Giving coding agents an ability to self-check their own work is one of the most useful techniques I came across. I develop a lot of numerical software in my free time and most models are very helpful here but no model has earned my complete trust. They simply don’t consult with me presence of uncertainty and rely too much on the parametric knowledge instead of consulting external sources. The usual runaround happens when the model states that it knows the answer to some problem, codes the algorithm, and the algorithm looks plausibly correct but doesn’t really work. A lot of debugging follows and the result is a lot of wasted time and frustration.

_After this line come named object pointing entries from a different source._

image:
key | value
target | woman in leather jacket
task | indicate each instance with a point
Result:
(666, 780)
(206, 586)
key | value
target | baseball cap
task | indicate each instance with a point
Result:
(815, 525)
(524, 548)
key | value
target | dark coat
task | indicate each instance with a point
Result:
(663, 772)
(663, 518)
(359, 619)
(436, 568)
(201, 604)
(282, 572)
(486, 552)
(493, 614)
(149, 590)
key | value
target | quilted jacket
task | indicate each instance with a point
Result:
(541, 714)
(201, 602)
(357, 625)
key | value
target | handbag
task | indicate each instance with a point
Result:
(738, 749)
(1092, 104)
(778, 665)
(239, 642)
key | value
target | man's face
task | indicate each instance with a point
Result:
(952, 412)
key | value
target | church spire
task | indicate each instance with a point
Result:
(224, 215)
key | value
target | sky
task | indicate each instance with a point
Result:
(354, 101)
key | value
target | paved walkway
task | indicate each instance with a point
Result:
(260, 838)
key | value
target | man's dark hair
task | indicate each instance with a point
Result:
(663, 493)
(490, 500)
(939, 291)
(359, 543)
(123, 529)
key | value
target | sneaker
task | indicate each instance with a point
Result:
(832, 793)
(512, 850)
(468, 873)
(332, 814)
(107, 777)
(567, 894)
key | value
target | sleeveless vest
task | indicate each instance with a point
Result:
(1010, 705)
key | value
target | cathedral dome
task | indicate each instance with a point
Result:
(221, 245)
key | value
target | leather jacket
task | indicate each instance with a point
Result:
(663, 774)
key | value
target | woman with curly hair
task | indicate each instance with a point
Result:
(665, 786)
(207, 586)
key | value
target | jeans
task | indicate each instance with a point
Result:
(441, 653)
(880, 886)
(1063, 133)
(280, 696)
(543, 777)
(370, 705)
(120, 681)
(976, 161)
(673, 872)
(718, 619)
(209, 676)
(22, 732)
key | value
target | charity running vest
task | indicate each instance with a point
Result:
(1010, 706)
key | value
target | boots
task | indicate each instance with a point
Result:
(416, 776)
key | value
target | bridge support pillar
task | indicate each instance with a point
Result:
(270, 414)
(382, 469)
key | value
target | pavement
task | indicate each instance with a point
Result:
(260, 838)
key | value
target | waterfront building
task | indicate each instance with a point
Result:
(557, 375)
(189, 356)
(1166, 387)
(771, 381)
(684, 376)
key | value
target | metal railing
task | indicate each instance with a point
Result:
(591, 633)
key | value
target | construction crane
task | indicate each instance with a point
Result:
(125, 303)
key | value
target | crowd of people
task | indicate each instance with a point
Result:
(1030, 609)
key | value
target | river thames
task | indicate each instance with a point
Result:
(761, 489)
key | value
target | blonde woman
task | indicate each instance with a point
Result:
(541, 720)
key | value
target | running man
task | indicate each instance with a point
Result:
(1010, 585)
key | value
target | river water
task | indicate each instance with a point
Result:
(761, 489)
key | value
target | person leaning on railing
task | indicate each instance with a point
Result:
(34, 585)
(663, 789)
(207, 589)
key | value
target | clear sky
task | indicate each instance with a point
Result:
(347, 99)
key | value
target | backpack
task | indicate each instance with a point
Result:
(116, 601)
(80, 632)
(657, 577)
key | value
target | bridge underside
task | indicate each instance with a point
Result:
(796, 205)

Because of this, I resorted to following a methodology of supplying the agent with a set of input-input pairs, or test vectors developed in other software. The methodology is simple but offers big leverage. The idea is to use numpy, Mathematica, etc. to compute analytical answers to problems with known convenient values that a valid code must reproduce. Supplying those values to the agent helps it develop better tests. In connection with a proper skill or a plugin like superpowers greatly enhances the effectiveness of the agents. An extension of this idea is to ask the model to use external tools to construct its own tests and stating it explicitly. The idea is that the ground truth answers do not originate from the model, who in this case only acts as a problem constructor and a tool orchestrator during test construction phase. Once the answers are baked in, the agent will keep working on the code until the tests pass.